Overview Of The Capital City Of Spain
Madrid is a business center, a cosmopolitan city, headquarters for the Spanish government, public administration, parliament and also home to the Royal Spanish family. The city also plays a significant role in the industrial and banking sectors. A large number of industries found in Madrid are situated in the southern region of the city where major food, textile, and metalworking factories can be found clustered together. Madrid has a major influence on fashion, politics, culture, entertainment, science, arts, media, environment, and education. The city is home to two famous football clubs: Atletico Madrid and Real Madrid.
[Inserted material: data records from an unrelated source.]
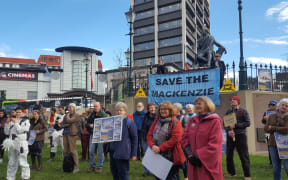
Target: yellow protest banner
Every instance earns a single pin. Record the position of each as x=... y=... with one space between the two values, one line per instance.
x=140 y=92
x=228 y=86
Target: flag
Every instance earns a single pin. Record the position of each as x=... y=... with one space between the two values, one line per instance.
x=91 y=80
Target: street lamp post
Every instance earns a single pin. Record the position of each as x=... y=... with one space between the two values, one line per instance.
x=86 y=62
x=242 y=68
x=130 y=16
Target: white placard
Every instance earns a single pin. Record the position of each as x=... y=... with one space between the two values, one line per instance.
x=157 y=164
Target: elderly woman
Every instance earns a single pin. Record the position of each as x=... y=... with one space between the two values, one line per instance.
x=38 y=125
x=70 y=124
x=277 y=122
x=149 y=118
x=202 y=142
x=121 y=151
x=164 y=138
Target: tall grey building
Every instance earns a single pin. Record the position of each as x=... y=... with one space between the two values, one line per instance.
x=167 y=29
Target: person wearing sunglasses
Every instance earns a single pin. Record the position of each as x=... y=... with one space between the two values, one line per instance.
x=270 y=110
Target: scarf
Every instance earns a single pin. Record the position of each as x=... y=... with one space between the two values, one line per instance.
x=161 y=130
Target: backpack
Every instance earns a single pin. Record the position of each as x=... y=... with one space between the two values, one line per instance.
x=68 y=163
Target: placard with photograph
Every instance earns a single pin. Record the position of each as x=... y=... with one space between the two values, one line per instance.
x=107 y=129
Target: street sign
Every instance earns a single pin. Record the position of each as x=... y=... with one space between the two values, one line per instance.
x=140 y=93
x=228 y=86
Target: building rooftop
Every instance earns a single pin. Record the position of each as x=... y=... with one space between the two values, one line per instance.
x=79 y=49
x=17 y=60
Madrid is also best known for its intense cultural and artistic activities coupled with a robust nightlife
The History Of Madrid
The grand metropolis of Madrid traces its roots back to the 9th century during the times of Muhammad I, the 5th Emir of Cordoba. Muhammad I ordered the construction of a fortress on the left bank of the Manzanares River. Later on, the region became a subject of conflict between the Arabs and the Christians. The region was eventually conquered by Alonso VI of León and Castile in 1085, with Christians dominating the city and integrating it as the Crown's property into the Kingdom of Castile. The city center was occupied by Christians while Jews and Muslims relocated to the suburbs. The region's administrative district stretched to the Guadarrama River in the west from the Jarama River in the east and since it was prospering it was known as Villa.
The Economy Of Madrid
Madrid is the largest financial center in Spain and among the largest in Europe with the city`s biggest employers being Drafados, Telefónica, BBVA, Urbaser, Iberia, FCC, and Prosegur. Madrid is home to more than 30 research centers and 17 universities. It also ranks 4th in the EU by gross internal product. The service sector contributes significantly to the economy of the city accounting for 85.9% of the total economy. Other contributing sectors to the economy included construction which accounted for 6.1% and industry, which accounted for 7.9% in 2011.
Attractions In Madrid
Madrid is a city full of energy and one that offers a wide array of cultural attractions providing a real taste of the country of Spain. Madrid is never short of tourists as Spain is among the most visited countries in Europe. The city is home to several monuments and art museums including other attractions. Some of the attractions in Madrid include the Prado Museum, the Royal Palace, Puerta del Sol, Archeology Museum, Plaza Mayor, the Buen Retiro Park, the Royal Chapel of St. Anthony of La Florida, among many others.
Nightlife In Madrid
One of the main attractions in the city of Madrid is its nightlife. The city is home to numerous jazz lounges, flamenco theaters, tapas bars, clubs, live music venues, cocktail bars and all sorts of entertainment establishments. La Noche en Vivo, the Live Music Venues Association, is responsible for hosting a broad range of live music shows. The city's nightlife together with its young cultural awakening that mostly prospered during the 80s following the demise of Franco. Tribunal, Huertas, Alonso Martinez, Atocha, Bilbao and the Puerta del Sol area are among the most famous neighborhoods for nightlife in the city.